ICLR2026

High-Dimensional Analysis of Single-Layer Attention for Sparse-Token Classification

Nicholas Barnfield, Hugo Cui, Yue M. Lu

被引用 7 次

摘要

When and how can an attention mechanism learn to selectively attend to informative tokens, thereby enabling detection of weak, rare, and sparsely located features? We address these questions theoretically in a sparse-token classification model in which positive samples embed a weak signal vector in a randomly chosen subset of tokens, whereas negative samples are pure noise. For a simple single-layer attention classifier, we show that in the long-sequence limit it can, in principle, achieve vanishing test error when the signal strength grows only logarithmically in the sequence length $L$ , whereas linear classifiers require $\sqrt{L}$ scaling.
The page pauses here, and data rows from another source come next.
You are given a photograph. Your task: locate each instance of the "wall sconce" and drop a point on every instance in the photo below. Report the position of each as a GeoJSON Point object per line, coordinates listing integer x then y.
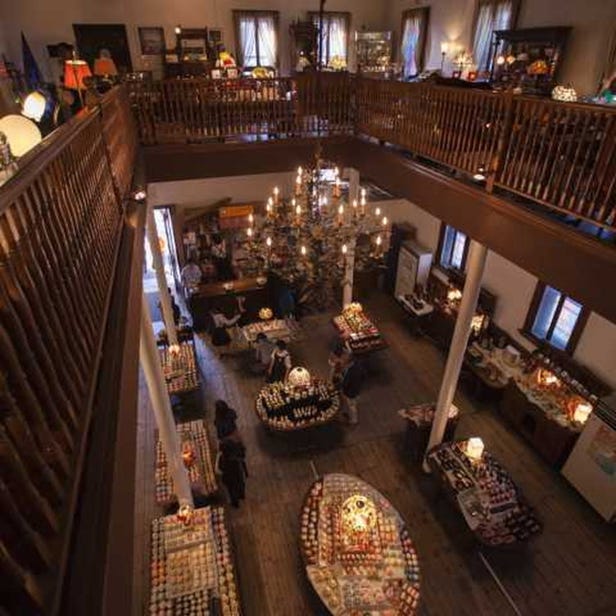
{"type": "Point", "coordinates": [444, 50]}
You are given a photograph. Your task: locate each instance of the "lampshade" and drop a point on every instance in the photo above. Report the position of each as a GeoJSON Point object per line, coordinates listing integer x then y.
{"type": "Point", "coordinates": [22, 134]}
{"type": "Point", "coordinates": [75, 71]}
{"type": "Point", "coordinates": [34, 106]}
{"type": "Point", "coordinates": [105, 66]}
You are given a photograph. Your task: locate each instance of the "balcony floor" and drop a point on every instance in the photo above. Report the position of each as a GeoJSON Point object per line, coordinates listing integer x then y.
{"type": "Point", "coordinates": [568, 569]}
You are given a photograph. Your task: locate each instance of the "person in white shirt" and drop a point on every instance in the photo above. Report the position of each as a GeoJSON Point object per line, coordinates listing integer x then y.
{"type": "Point", "coordinates": [191, 274]}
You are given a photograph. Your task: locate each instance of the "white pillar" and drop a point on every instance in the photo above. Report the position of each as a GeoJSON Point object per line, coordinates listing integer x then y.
{"type": "Point", "coordinates": [163, 289]}
{"type": "Point", "coordinates": [468, 304]}
{"type": "Point", "coordinates": [349, 270]}
{"type": "Point", "coordinates": [161, 405]}
{"type": "Point", "coordinates": [353, 176]}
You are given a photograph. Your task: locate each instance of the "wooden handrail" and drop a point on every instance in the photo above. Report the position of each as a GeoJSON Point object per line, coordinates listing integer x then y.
{"type": "Point", "coordinates": [560, 155]}
{"type": "Point", "coordinates": [60, 219]}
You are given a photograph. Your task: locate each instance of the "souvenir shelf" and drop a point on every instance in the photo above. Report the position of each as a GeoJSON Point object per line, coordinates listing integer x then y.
{"type": "Point", "coordinates": [485, 494]}
{"type": "Point", "coordinates": [357, 331]}
{"type": "Point", "coordinates": [358, 553]}
{"type": "Point", "coordinates": [528, 58]}
{"type": "Point", "coordinates": [192, 566]}
{"type": "Point", "coordinates": [180, 368]}
{"type": "Point", "coordinates": [277, 329]}
{"type": "Point", "coordinates": [197, 457]}
{"type": "Point", "coordinates": [286, 407]}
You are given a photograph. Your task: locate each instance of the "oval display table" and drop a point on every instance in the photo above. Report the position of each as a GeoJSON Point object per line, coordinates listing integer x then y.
{"type": "Point", "coordinates": [358, 554]}
{"type": "Point", "coordinates": [283, 407]}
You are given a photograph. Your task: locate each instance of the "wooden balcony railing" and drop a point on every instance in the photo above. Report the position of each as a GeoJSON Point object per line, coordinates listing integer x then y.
{"type": "Point", "coordinates": [562, 156]}
{"type": "Point", "coordinates": [59, 228]}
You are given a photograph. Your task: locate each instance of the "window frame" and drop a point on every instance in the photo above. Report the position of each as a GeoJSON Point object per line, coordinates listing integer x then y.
{"type": "Point", "coordinates": [515, 12]}
{"type": "Point", "coordinates": [533, 309]}
{"type": "Point", "coordinates": [240, 13]}
{"type": "Point", "coordinates": [313, 16]}
{"type": "Point", "coordinates": [423, 37]}
{"type": "Point", "coordinates": [441, 244]}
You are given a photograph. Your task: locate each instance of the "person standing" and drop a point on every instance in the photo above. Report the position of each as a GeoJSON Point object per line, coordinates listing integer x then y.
{"type": "Point", "coordinates": [351, 386]}
{"type": "Point", "coordinates": [231, 467]}
{"type": "Point", "coordinates": [280, 363]}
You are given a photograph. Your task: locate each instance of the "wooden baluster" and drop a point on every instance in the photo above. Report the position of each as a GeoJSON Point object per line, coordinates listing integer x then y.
{"type": "Point", "coordinates": [27, 444]}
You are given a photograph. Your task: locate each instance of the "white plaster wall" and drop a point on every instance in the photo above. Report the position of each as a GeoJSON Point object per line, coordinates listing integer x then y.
{"type": "Point", "coordinates": [592, 21]}
{"type": "Point", "coordinates": [46, 22]}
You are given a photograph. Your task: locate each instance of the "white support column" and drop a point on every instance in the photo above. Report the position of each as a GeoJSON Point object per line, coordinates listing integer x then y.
{"type": "Point", "coordinates": [161, 405]}
{"type": "Point", "coordinates": [468, 304]}
{"type": "Point", "coordinates": [163, 289]}
{"type": "Point", "coordinates": [349, 271]}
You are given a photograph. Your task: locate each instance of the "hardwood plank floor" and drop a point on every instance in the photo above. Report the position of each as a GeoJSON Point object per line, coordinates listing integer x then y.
{"type": "Point", "coordinates": [568, 570]}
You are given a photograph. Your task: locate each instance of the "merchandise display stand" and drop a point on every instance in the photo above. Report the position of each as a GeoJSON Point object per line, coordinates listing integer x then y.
{"type": "Point", "coordinates": [356, 548]}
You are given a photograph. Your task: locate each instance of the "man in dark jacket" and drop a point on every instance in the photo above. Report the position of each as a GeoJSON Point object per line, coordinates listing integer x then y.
{"type": "Point", "coordinates": [351, 386]}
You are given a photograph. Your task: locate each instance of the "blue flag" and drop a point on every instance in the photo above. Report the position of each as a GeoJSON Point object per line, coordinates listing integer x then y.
{"type": "Point", "coordinates": [31, 71]}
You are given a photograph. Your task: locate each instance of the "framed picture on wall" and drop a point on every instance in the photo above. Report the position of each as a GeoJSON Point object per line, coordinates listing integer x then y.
{"type": "Point", "coordinates": [152, 41]}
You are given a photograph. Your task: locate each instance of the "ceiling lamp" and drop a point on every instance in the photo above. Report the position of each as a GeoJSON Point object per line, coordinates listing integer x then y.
{"type": "Point", "coordinates": [310, 239]}
{"type": "Point", "coordinates": [34, 106]}
{"type": "Point", "coordinates": [21, 134]}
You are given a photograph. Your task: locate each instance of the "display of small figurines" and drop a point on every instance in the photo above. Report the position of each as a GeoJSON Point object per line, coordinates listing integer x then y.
{"type": "Point", "coordinates": [192, 566]}
{"type": "Point", "coordinates": [358, 553]}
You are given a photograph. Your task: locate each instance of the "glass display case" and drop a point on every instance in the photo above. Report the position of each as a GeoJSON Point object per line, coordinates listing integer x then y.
{"type": "Point", "coordinates": [373, 52]}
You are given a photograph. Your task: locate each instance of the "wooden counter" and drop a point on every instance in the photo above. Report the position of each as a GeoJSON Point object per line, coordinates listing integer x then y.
{"type": "Point", "coordinates": [214, 295]}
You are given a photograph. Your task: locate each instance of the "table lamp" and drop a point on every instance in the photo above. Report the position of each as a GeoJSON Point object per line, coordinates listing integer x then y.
{"type": "Point", "coordinates": [75, 71]}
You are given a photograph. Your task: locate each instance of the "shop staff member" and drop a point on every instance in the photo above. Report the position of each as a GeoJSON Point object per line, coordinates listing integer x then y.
{"type": "Point", "coordinates": [191, 274]}
{"type": "Point", "coordinates": [351, 386]}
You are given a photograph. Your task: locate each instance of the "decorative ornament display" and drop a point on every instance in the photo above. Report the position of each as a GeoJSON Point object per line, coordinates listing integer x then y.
{"type": "Point", "coordinates": [565, 94]}
{"type": "Point", "coordinates": [299, 377]}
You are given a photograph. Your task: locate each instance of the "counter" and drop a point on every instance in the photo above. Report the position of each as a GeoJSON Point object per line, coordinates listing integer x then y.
{"type": "Point", "coordinates": [357, 551]}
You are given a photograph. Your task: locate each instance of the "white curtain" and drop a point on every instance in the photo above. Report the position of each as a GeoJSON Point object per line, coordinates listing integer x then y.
{"type": "Point", "coordinates": [410, 45]}
{"type": "Point", "coordinates": [492, 16]}
{"type": "Point", "coordinates": [268, 41]}
{"type": "Point", "coordinates": [248, 41]}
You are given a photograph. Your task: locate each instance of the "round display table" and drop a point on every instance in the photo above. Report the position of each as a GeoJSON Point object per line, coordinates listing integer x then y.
{"type": "Point", "coordinates": [357, 551]}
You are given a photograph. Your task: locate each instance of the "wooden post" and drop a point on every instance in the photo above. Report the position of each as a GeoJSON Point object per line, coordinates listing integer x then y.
{"type": "Point", "coordinates": [161, 405]}
{"type": "Point", "coordinates": [163, 289]}
{"type": "Point", "coordinates": [468, 304]}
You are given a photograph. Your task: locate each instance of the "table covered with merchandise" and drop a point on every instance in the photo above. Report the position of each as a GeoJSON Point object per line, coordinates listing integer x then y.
{"type": "Point", "coordinates": [357, 331]}
{"type": "Point", "coordinates": [486, 495]}
{"type": "Point", "coordinates": [358, 553]}
{"type": "Point", "coordinates": [192, 568]}
{"type": "Point", "coordinates": [197, 457]}
{"type": "Point", "coordinates": [286, 407]}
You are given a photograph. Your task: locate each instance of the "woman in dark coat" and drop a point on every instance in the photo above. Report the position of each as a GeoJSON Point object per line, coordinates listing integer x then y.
{"type": "Point", "coordinates": [231, 465]}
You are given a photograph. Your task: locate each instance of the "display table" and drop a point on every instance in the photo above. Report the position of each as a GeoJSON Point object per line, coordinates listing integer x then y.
{"type": "Point", "coordinates": [197, 456]}
{"type": "Point", "coordinates": [283, 407]}
{"type": "Point", "coordinates": [192, 566]}
{"type": "Point", "coordinates": [356, 548]}
{"type": "Point", "coordinates": [357, 331]}
{"type": "Point", "coordinates": [180, 369]}
{"type": "Point", "coordinates": [277, 329]}
{"type": "Point", "coordinates": [485, 495]}
{"type": "Point", "coordinates": [223, 295]}
{"type": "Point", "coordinates": [419, 420]}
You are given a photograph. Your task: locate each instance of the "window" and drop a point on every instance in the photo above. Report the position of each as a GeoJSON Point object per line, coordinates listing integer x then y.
{"type": "Point", "coordinates": [335, 35]}
{"type": "Point", "coordinates": [453, 248]}
{"type": "Point", "coordinates": [491, 15]}
{"type": "Point", "coordinates": [414, 28]}
{"type": "Point", "coordinates": [555, 318]}
{"type": "Point", "coordinates": [256, 35]}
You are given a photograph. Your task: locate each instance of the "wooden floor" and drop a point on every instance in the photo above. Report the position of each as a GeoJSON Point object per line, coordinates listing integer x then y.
{"type": "Point", "coordinates": [569, 570]}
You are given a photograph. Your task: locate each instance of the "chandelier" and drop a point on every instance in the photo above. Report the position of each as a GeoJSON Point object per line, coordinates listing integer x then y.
{"type": "Point", "coordinates": [311, 239]}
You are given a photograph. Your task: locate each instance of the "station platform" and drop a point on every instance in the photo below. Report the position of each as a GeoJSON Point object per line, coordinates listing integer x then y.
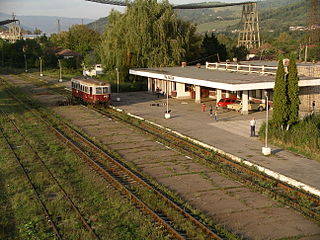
{"type": "Point", "coordinates": [230, 134]}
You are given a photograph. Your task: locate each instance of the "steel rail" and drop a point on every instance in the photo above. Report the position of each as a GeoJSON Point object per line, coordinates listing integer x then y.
{"type": "Point", "coordinates": [194, 149]}
{"type": "Point", "coordinates": [66, 195]}
{"type": "Point", "coordinates": [102, 171]}
{"type": "Point", "coordinates": [44, 208]}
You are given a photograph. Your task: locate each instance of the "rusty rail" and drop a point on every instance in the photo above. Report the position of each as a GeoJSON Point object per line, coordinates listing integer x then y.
{"type": "Point", "coordinates": [55, 180]}
{"type": "Point", "coordinates": [109, 175]}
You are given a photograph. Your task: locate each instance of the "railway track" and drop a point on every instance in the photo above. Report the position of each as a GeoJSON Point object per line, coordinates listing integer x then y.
{"type": "Point", "coordinates": [163, 210]}
{"type": "Point", "coordinates": [289, 195]}
{"type": "Point", "coordinates": [52, 178]}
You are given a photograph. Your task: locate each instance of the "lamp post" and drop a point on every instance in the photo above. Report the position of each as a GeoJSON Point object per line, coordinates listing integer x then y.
{"type": "Point", "coordinates": [118, 85]}
{"type": "Point", "coordinates": [24, 49]}
{"type": "Point", "coordinates": [40, 62]}
{"type": "Point", "coordinates": [25, 63]}
{"type": "Point", "coordinates": [266, 150]}
{"type": "Point", "coordinates": [60, 71]}
{"type": "Point", "coordinates": [167, 114]}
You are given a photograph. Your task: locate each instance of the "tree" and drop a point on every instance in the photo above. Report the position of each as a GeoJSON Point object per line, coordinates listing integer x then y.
{"type": "Point", "coordinates": [148, 34]}
{"type": "Point", "coordinates": [280, 98]}
{"type": "Point", "coordinates": [293, 93]}
{"type": "Point", "coordinates": [79, 38]}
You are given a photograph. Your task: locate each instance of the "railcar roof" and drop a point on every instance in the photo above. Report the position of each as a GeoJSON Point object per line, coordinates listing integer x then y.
{"type": "Point", "coordinates": [91, 82]}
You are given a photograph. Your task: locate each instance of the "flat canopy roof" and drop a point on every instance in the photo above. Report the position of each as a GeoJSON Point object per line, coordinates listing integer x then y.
{"type": "Point", "coordinates": [220, 79]}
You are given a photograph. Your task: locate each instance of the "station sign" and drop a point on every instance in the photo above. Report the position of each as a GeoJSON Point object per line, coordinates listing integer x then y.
{"type": "Point", "coordinates": [169, 77]}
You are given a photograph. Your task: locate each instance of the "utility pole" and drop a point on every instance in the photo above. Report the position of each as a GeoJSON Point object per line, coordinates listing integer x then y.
{"type": "Point", "coordinates": [313, 21]}
{"type": "Point", "coordinates": [249, 36]}
{"type": "Point", "coordinates": [59, 29]}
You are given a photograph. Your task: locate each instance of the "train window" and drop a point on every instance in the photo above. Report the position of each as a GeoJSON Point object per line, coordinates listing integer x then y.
{"type": "Point", "coordinates": [98, 91]}
{"type": "Point", "coordinates": [105, 90]}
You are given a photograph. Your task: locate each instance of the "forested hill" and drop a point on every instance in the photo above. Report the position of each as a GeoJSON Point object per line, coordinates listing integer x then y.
{"type": "Point", "coordinates": [274, 15]}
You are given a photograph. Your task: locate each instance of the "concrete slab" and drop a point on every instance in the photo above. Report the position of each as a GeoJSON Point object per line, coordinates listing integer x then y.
{"type": "Point", "coordinates": [230, 133]}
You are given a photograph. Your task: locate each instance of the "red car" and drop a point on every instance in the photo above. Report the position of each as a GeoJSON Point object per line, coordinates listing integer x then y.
{"type": "Point", "coordinates": [226, 101]}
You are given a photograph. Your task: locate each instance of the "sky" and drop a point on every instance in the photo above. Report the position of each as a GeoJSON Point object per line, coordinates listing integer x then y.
{"type": "Point", "coordinates": [70, 8]}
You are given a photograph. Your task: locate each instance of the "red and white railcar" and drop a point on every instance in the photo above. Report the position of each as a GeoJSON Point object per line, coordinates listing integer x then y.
{"type": "Point", "coordinates": [91, 91]}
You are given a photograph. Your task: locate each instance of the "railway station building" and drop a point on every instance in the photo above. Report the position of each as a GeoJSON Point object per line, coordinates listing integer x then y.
{"type": "Point", "coordinates": [248, 82]}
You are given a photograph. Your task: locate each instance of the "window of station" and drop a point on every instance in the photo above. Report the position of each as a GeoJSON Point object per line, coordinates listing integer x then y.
{"type": "Point", "coordinates": [188, 87]}
{"type": "Point", "coordinates": [105, 90]}
{"type": "Point", "coordinates": [98, 90]}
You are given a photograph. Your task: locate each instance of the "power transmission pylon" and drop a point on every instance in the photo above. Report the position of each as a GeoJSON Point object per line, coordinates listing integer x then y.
{"type": "Point", "coordinates": [313, 21]}
{"type": "Point", "coordinates": [250, 35]}
{"type": "Point", "coordinates": [14, 31]}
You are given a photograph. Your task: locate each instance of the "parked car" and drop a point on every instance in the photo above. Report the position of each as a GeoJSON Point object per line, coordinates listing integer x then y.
{"type": "Point", "coordinates": [252, 106]}
{"type": "Point", "coordinates": [224, 102]}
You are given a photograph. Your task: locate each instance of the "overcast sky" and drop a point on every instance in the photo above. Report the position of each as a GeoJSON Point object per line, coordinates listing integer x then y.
{"type": "Point", "coordinates": [69, 8]}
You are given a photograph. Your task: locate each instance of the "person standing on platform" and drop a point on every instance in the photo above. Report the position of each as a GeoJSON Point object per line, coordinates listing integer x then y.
{"type": "Point", "coordinates": [210, 110]}
{"type": "Point", "coordinates": [253, 127]}
{"type": "Point", "coordinates": [313, 106]}
{"type": "Point", "coordinates": [204, 107]}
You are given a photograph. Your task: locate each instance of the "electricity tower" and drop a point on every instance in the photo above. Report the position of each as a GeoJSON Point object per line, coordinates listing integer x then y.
{"type": "Point", "coordinates": [14, 30]}
{"type": "Point", "coordinates": [249, 36]}
{"type": "Point", "coordinates": [313, 21]}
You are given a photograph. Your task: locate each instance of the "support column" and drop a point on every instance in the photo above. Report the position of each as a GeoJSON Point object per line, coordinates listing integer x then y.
{"type": "Point", "coordinates": [219, 95]}
{"type": "Point", "coordinates": [263, 96]}
{"type": "Point", "coordinates": [258, 94]}
{"type": "Point", "coordinates": [245, 101]}
{"type": "Point", "coordinates": [198, 94]}
{"type": "Point", "coordinates": [250, 94]}
{"type": "Point", "coordinates": [150, 85]}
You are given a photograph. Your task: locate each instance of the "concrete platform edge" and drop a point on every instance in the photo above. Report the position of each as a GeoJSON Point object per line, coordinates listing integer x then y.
{"type": "Point", "coordinates": [267, 171]}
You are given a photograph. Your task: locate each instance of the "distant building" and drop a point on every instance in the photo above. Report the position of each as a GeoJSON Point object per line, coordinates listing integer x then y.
{"type": "Point", "coordinates": [96, 70]}
{"type": "Point", "coordinates": [67, 53]}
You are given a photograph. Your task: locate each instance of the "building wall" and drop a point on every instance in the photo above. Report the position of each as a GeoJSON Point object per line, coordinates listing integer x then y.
{"type": "Point", "coordinates": [307, 95]}
{"type": "Point", "coordinates": [181, 92]}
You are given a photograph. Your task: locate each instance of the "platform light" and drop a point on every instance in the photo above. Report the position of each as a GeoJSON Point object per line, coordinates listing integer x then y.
{"type": "Point", "coordinates": [60, 71]}
{"type": "Point", "coordinates": [40, 62]}
{"type": "Point", "coordinates": [118, 85]}
{"type": "Point", "coordinates": [167, 114]}
{"type": "Point", "coordinates": [266, 150]}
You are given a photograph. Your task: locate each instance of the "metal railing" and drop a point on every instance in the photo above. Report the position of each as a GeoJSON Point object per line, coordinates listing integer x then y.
{"type": "Point", "coordinates": [235, 67]}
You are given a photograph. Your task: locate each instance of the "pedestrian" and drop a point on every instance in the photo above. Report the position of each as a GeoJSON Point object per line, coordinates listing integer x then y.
{"type": "Point", "coordinates": [216, 115]}
{"type": "Point", "coordinates": [313, 106]}
{"type": "Point", "coordinates": [210, 110]}
{"type": "Point", "coordinates": [253, 127]}
{"type": "Point", "coordinates": [204, 107]}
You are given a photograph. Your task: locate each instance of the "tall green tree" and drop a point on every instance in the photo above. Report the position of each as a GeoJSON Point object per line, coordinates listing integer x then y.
{"type": "Point", "coordinates": [148, 34]}
{"type": "Point", "coordinates": [280, 98]}
{"type": "Point", "coordinates": [293, 93]}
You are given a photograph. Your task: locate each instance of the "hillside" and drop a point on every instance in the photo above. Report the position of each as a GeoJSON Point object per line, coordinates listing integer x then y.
{"type": "Point", "coordinates": [46, 24]}
{"type": "Point", "coordinates": [274, 15]}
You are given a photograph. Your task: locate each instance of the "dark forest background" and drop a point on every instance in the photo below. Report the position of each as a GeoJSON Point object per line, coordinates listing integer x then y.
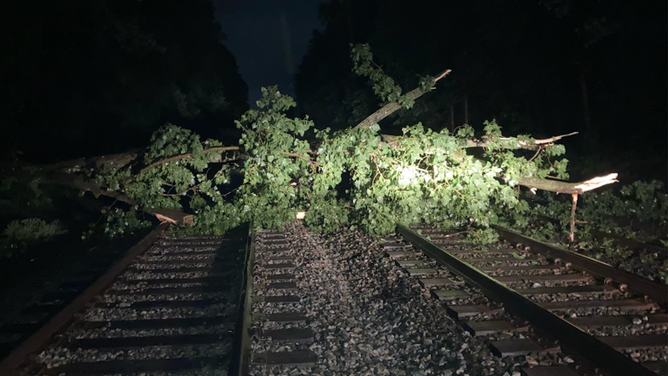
{"type": "Point", "coordinates": [541, 67]}
{"type": "Point", "coordinates": [89, 77]}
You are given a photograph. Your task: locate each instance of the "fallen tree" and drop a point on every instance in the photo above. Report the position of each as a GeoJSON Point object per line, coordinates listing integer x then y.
{"type": "Point", "coordinates": [357, 176]}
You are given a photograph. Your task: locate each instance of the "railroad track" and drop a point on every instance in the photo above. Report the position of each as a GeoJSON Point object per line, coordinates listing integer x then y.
{"type": "Point", "coordinates": [272, 303]}
{"type": "Point", "coordinates": [610, 319]}
{"type": "Point", "coordinates": [170, 305]}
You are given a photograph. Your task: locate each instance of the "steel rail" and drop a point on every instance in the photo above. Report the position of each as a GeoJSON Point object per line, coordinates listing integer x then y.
{"type": "Point", "coordinates": [634, 282]}
{"type": "Point", "coordinates": [568, 334]}
{"type": "Point", "coordinates": [39, 340]}
{"type": "Point", "coordinates": [241, 356]}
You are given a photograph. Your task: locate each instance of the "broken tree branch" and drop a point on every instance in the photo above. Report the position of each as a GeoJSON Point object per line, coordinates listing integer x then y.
{"type": "Point", "coordinates": [565, 187]}
{"type": "Point", "coordinates": [392, 107]}
{"type": "Point", "coordinates": [188, 155]}
{"type": "Point", "coordinates": [528, 145]}
{"type": "Point", "coordinates": [80, 183]}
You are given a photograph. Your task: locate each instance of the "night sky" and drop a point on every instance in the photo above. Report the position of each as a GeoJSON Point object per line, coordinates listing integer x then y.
{"type": "Point", "coordinates": [268, 39]}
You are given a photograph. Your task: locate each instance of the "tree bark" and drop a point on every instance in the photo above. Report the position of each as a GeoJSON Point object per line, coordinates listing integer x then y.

Moving from representational power to learnability, we study training at finite $L$ in a high-dimensional regime, where sample size and embedding dimension grow proportionally. We prove that just two gradient updates suffice for the query weight vector of the attention classifier to acquire a nontrivial alignment with the hidden signal, inducing an attention map that selectively amplifies informative tokens. We further derive an exact asymptotic expression for the test error of the trained attention-based classifier, and quantify its capacity---the largest dataset size that is typically perfectly separable---thereby explaining the advantage of adaptive token selection over nonadaptive linear baselines.